Unfortunately, pandas.read_html (docs) only extracts data from HTML tables:
import pandas as pd
html = '''<html>
<body>
<table>
<tr>
<th>Col1</th>
<th>Col2</th>
</tr>
<tr>
<td>Val1</td>
<td>Val2</td>
</tr>
</table>
</body>
</html>'''
dfs = pd.read_html(html)
df[0]
Output:
0 1
0 Col1 Col2
1 Val1 Val2
For the second case where we the HTML contains an unordered list instead, the existing pandas function won't work. You can instead parse the list (and all of it's children) using an HTML parsing library like
BeautifulSoup4 and build up the dataframe row-by-row.

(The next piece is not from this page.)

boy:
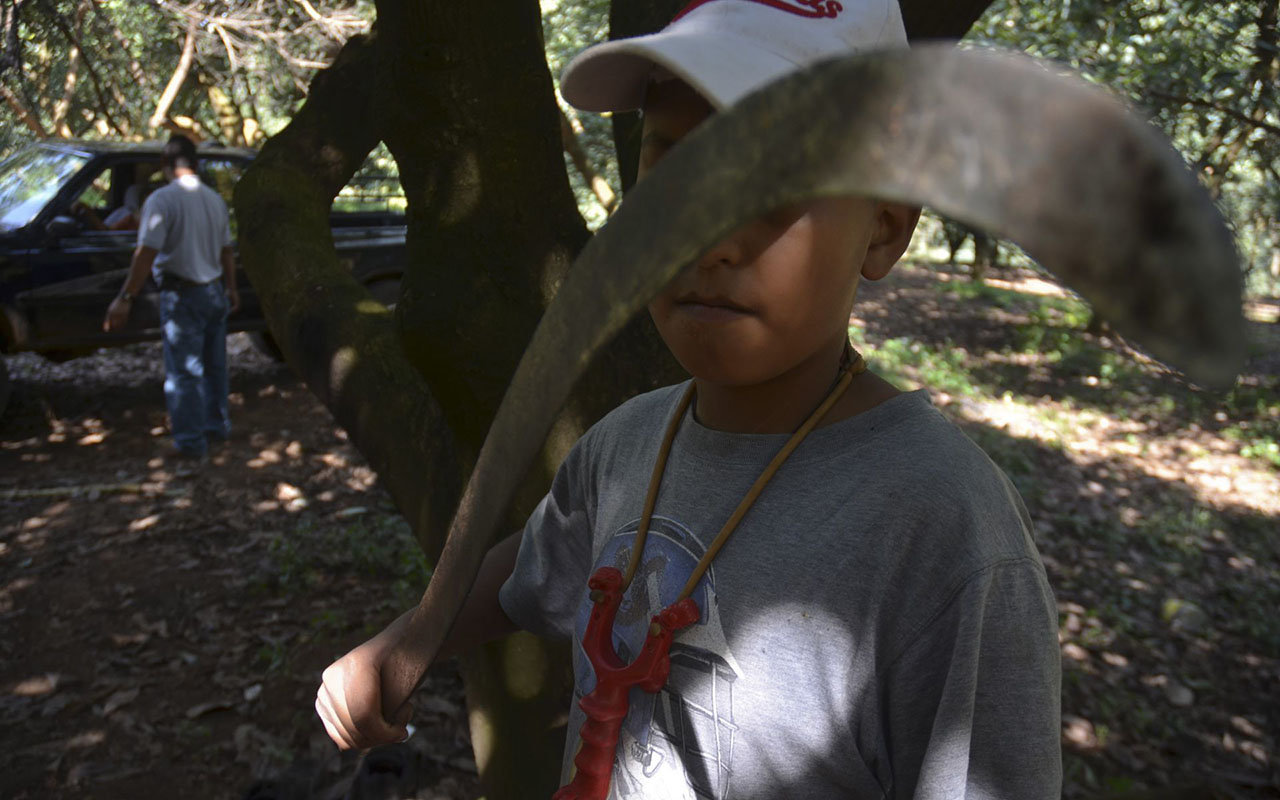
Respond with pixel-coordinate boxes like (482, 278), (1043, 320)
(316, 0), (1061, 800)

Here's a simple example:
import pandas as pd
from bs4 import BeautifulSoup
html = '''<html>
<body>
<ul id="target">
<li class="row">
Name
<ul class="details">
<li class="Col1">Val1</li>
<li class="Col2">Val2</li>
</ul>
</li>
</ul>
</body>
</html>'''
# Parse the HTML string
soup = BeautifulSoup(html, 'lxml')
# Select the target <ul> and build dicts for each row
data_dicts = []
target = soup.select('#target')[0]
for row in target.select('.row'):
row_dict = {}
row_dict['name'] = row.contents[0].strip() # Remove excess whitespace
details = row.select('.details')
for col in details[0].findChildren('li'):
col_name = col.attrs['class'][0]
col_value = col.text.strip()
row_dict[col_name] = col_value
data_dicts.append(row_dict)
# Convert list of dicts to dataframe
df = pd.DataFrame(data_dicts)
Output:
Col1 Col2 name
0 Val1 Val2 Name
Some combination of findChildren and select should let you extract each sub-component of the based table in the site you linked. BeautifulSoup has a lot of ways of digging through HTML, so I strongly recommend working through some examples and looking through the documentation if you get stuck trying to parse out a specific set of elements.